メイキング関連の記事を読むと(よく例えに使われる『ボラット』的な)どっきりカメラ部分は本作、オリジナル。
確かに突然、街中にソックリさんが現れたら現代ドイツにおいては芸人か何かのコメディ収録かと思ってしまうだろうなぁ、と考えたとおりの反応。

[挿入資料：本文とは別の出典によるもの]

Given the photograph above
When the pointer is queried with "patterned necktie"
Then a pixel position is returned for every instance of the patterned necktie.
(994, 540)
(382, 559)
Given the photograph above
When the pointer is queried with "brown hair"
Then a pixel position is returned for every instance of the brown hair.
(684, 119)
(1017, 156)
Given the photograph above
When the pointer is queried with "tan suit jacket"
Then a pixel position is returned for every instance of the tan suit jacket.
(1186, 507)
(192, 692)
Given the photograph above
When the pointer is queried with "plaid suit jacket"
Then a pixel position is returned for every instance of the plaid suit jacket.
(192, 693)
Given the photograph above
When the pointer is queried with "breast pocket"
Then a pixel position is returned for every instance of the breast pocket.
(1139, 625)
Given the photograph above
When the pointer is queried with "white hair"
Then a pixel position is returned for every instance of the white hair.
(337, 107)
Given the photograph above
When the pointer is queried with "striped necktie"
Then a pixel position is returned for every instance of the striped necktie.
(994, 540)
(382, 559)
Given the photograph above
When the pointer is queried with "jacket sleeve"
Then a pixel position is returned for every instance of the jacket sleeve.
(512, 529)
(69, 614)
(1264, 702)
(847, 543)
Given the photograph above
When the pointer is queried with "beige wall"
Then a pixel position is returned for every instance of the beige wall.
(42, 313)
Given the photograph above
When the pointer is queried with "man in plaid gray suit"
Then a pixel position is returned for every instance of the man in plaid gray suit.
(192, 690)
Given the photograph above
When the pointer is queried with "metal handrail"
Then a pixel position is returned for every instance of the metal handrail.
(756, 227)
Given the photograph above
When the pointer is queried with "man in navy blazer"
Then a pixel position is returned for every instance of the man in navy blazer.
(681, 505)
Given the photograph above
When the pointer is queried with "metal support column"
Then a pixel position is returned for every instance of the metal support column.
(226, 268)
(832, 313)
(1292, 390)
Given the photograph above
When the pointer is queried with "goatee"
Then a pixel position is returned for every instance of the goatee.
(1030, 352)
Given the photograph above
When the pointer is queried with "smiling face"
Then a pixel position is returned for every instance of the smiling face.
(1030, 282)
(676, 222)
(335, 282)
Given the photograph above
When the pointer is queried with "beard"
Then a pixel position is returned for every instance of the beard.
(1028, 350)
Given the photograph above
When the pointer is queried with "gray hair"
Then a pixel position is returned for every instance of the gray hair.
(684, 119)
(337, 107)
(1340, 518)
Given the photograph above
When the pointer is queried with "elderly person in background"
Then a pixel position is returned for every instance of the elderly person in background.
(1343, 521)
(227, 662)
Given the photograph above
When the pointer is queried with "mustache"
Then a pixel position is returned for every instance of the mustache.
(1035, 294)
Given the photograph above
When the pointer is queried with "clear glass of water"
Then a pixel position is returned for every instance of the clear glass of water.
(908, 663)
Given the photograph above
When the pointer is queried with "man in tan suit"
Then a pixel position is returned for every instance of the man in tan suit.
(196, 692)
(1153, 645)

(最も多いのがとりあえずスマホで撮影、中には記念撮影をする人も)
●これは笑っていいのか、と思わせるところで本作の意図は成功している。
(実際ブラックコメディなのだから、笑えばいいのだが)
こんな笑うに笑えないような台詞
「チョビ髭はガスマスクの幅に合わせて切った」
●まるでクローネンバーグ『デッド・ゾーン』で核のボタン押す姿を未来視してしまった男の話のようにザヴァツキは事の重大さに気づき、とめなければと思うようになるのだが…。
●怖い台詞
(ラストに向かうに従って)
「この状況は好都合だ」
「あの時も同じ」
「最初はみんな笑ってた」
そして…。
最後はこの台詞で締めくくられる。
「好機到来」
●現実社会も、どこかこの映画のように奇妙な様相を呈しはじめていて、なおさらこの映画の語り口は軽んじられない鋭さを持っている。